South Mountain’s purchase includes all of Trickling Springs’s equipment and delivery trucks, and Brusco said they are planning to relaunch its organic milk and ice cream brands and rehire many of its workers. (When Trickling Springs closed last fall, some of its workers were quickly hired by South Mountain.) Both creameries opened in 2001.
“We were competitors, but we weren’t enemies,” Brusco said. “Generally I always had respect for Trickling Springs.”
The purchase is also part of South Mountain’s ultimate goal to completely sever its connection to the commodity milk market. It still sells about 10% of the milk it produces from more than 550 cows to Lanco-Pennland Quality Milk Producers in Hagerstown, Md., Brusco said, for about $5 below its cost of production per hundredweight.
“Just like every other farmer we’re getting nothing for it,” he said.
Had South Mountain not purchased Trickling Springs, it would have needed to increase its milk tank space, upgrade its pasteurizer and buy a larger bottle filler, all of which could have cost about $2 million and taken years to fully implement, he said. They also would have needed to merge two cow herds onto one farm.

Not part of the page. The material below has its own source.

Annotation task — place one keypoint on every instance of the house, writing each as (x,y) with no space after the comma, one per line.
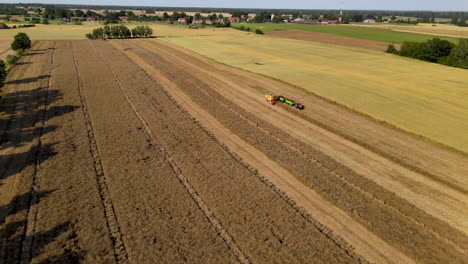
(298,20)
(234,19)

The Pennsylvania Banking and Securities Commission ordered Trickling Springs’s owners to pay almost $4.4 million in fines for securities violations in January. Former owner Philip Riehl, a Mennonite, was charged with running a $60 million Ponzi scheme — one of the largest in Pennsylvania history — that defrauded investors from local Amish and Mennonite communities by concealing the creamery’s insolvency.
Riehl pleaded guilty to conspiracy and fraud charges and was sentenced July 20 to three years of supervised release and ordered to repay his victims.
Brusco said he hopes South Mountain’s expansion will allow it to help more local farmers wrestling with a weak milk market.
“A lot of farmers are struggling,” he said. “Right now we’re going through a little bit of a high note, but we understand that’s temporary too.”